Alec Zammitt and Will Stolk are easily two of the most visible cannabis legalisation activists in the country. Their approach to activism can only be described as part protest, part prank, and part publicity stunt. The duo are proponents of the “Who Are We Hurting?” campaign, which aims to reform cannabis laws in NSW, particularly in regards to medicinal patients and drug driving. Over the years, they have participated in many colourful demonstrations, and their most visible protest so far has managed to land them in legal trouble.
Protesting current cannabis laws draws significant police attention at the best of times, but their 4/20 protest as part of “Who Are We Hurting?” back in 2022 put them immediately in the crosshairs of the NSW Police. In the early hours of April 20th, Zammitt and Stolk projected multiple images of cannabis and pro-legalisation messages onto the Sydney Opera House and the Harbour Bridge using a high-powered laser projector.
Police raided the hotel suite where they were located and charged the pair under Section 9 (g) of the Sydney Opera House Trust By-Law 2021 (NSW), which prohibits the display of advertisements on the Sydney Opera house. Breaching the law is a criminal offence that carries a maximum fine of $1100.
The pair plead not guilty to the charges and have spent the past 16 months on bail. They fronted court for the fourth time over the offence on August 29th at Sydney’s Downing Centre Local Court and managed to secure some promising progress in their fight.

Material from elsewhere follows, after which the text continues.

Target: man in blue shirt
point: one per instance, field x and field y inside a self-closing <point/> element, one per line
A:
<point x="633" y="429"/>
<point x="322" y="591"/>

Police alleged that the projections constituted a display of advertising, which the Zammitt and Stolk have vehemently denied. Magistrate Daniel Reiss reviewed the evidence collected by the prosecution for the charges during the hearing and ruled that it was inadmissible.
The prosecution requested a two week extension to gather more evidence, which was granted by the magistrate. While Zammitt and Stolk have remaining court dates to attend, they noted that it was dubious that the prosecution would find more evidence in the next fortnight.
“The prosecution has requested an extension of another two weeks in order to try and gather new evidence, which obviously they haven’t already done in the past 16 months,” said Zamitt when speaking to Paul Gregoire from Sydney Criminal Lawyers.
“Based on the case yesterday, I feel it went really well. I consider it a win. But obviously, the war is not over, and we still have future dates to attend,” he added.
The magistrate’s findings are quite significant considering it was high-ranking NSW police officer, chief inspector Gary Coffey, who brought the charges against Zammitt and Stolk. Sydney Criminal Lawyers, who represented the pair, questioned the reasoning behind the Coffey’s involvement.
Senior associate James Clements required that Coffey appear in court during the proceedings and the NSW Police responded by threatening to bill the firm with an application of costs for his presence. Sydney Criminal Lawyers responded that if Coffey was not willing to appear in court, then the police force should not have used him to bring charges against Zammit and Stolk.
The ongoing court case has not slowed the duo’s dedication to the cause of legalisation. This year, they participated in two further demonstrations alongside recently elected Legalise Cannabis Party MP Jeremy Buckingham.
Their first demonstration in 2023 involved driving around on 4/20 in a fleet of repurposed military vehicles to protest current drug driving laws that prohibit medical marijuana patients from driving. Their second demonstration this year involved taking a fake cannabis plant into NSW Parliament House to place on Buckingham’s office balcony.
When asked about their continued use of highly elaborate displays and props in their demonstrations as opposed to traditional protest methods, Stolk was emphatic that their approach works.
“Protest marches don’t have the same epic impact. The whole reason that we do what we do is that we want to get people talking about change.
“If you look at what has changed over the last eight years that we have been doing these stunts, you can see that the general kind of take on what cannabis is has evolved in Australia. It is a lot more mainstream and accepted.
“We do it for the thrill and the impact that it makes. We like to make people laugh. We like to make people think, and this is a really good and effective way of causing social change.
“Word of mouth is underrated,” he said.
Here at FAB, we are all hoping that the court case has a satisfactory resolution for our friends soon so that they can get back what they do best.